By Jack Ganssle

Retire Rich?

Published 2/05/2007

Last week I wrote about the relative salaries of CEOs at major corporations and engineers. Cara responded quite thoughtfully. I think all young engineers should read her letter and then think about their finances very carefully.

Cara wrote: "Your article "Love or Money" asks if we as engineers are happy to have chosen for love/engineering over management/money jobs. The answer is NO, and yet... I do love what I do, even today at 59 and 21 years of working as an engineer. How do I explain the big NO then? It's because I'm facing retirement. I've saved and put money into my 401k for all of my years of work. For most of that time I've put the maximum into my 401k, but have little to show for it. I feel I'm facing a retirement that will be limited in where I can live and what I can afford to do with the years ahead. In fact, it's a bit scary. I probably won't be traveling, putting grandchildren through college or golfing, or flying (I'm a private pilot). My little joke is that my financial guy tells me I can only retire 3 years after I'm dead.

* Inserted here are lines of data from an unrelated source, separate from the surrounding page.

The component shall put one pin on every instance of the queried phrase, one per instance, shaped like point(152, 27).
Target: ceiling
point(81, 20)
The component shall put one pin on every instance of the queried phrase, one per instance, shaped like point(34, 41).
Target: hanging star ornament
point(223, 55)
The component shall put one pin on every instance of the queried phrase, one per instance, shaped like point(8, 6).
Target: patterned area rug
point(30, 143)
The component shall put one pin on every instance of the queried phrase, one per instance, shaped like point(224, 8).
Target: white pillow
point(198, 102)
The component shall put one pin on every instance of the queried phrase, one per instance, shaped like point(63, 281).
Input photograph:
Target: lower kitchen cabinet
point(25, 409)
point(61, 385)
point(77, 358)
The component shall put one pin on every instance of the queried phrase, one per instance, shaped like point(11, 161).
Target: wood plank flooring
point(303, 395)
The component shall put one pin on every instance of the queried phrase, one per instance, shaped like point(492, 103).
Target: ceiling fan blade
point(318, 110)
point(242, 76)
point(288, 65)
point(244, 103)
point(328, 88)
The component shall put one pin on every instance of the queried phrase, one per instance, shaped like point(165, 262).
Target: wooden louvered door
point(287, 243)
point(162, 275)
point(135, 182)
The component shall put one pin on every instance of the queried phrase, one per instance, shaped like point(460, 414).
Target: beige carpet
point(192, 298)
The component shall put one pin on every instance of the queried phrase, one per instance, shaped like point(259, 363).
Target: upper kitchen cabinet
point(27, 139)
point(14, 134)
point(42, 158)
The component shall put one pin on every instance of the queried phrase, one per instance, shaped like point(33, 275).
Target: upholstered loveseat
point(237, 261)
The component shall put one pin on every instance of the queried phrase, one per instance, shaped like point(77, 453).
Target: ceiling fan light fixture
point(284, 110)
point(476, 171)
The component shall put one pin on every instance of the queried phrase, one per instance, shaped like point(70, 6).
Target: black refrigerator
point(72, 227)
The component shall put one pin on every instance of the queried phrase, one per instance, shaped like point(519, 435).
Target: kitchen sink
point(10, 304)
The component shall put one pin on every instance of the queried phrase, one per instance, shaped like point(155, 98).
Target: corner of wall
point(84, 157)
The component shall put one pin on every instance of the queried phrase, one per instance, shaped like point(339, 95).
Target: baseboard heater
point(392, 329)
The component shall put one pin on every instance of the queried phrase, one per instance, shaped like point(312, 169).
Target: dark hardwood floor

"Some people may have lacked opportunity. I didn't. I didn't take the management jobs when offered. I can think of 2 offers that were interesting and lucrative. I couldn't make myself do it, so here I am."

Many of us will face this same dilemma. When young it's hard to think about a distant retirement. The consumerism that provides many of us with jobs can, at the same time, poison our golden years. All those glittering - and very cool - electronic gadgets will be rusting in some scrap heap years from now, the money that paid for them long gone and uninvested.

Don't count on social security. Will a brave Congress "save" it someday? Will we ever see a brave Congress? The social security "trust fund" is nothing more than a pile of IOUs; there is no money in it.

Years of deficit spending by many administrations make funding the trust fund either unlikely or impossible. At least one presidential hopeful has made it clear that he has no interest in reigning in spending. A surge of retiring boomers will at the very least stress the system agonizingly.

This whole situation is a classic engineering problem that we can - we must - solve. While the leaders rumble with gravitas and do little more than try to out-maneuver the other party, each of us had better take some sort of action.

For those who are young there is no force more powerful than compound interest. Starting after graduation, invest just $100/month at 12% (less than the S&P 500 has traditionally returned) and you'll be a millionaire before retirement age. A more pessimistic $200/mo at 8% returns almost as much.

But if you wait till you're 40 that same $200/mo at 8% garners less than $200k by retirement age.

Start at 50 and you'll need to sock an impossible $36,000 away each year to make the millionaire mark by 65.

A million bucks doesn't go very far. Retirement-age folks prefer safe investments rather than ones geared for growth. A 5% return is probably optimistic, but even that yields a hardly-affluent $50k/year.

My advice to all young people is to find a job you love, and then to start saving immediately. Not next year. Don't wait till you're 30. Fire up a spreadsheet and do the math.

For middle-age will be here tomorrow, and retirement not long after.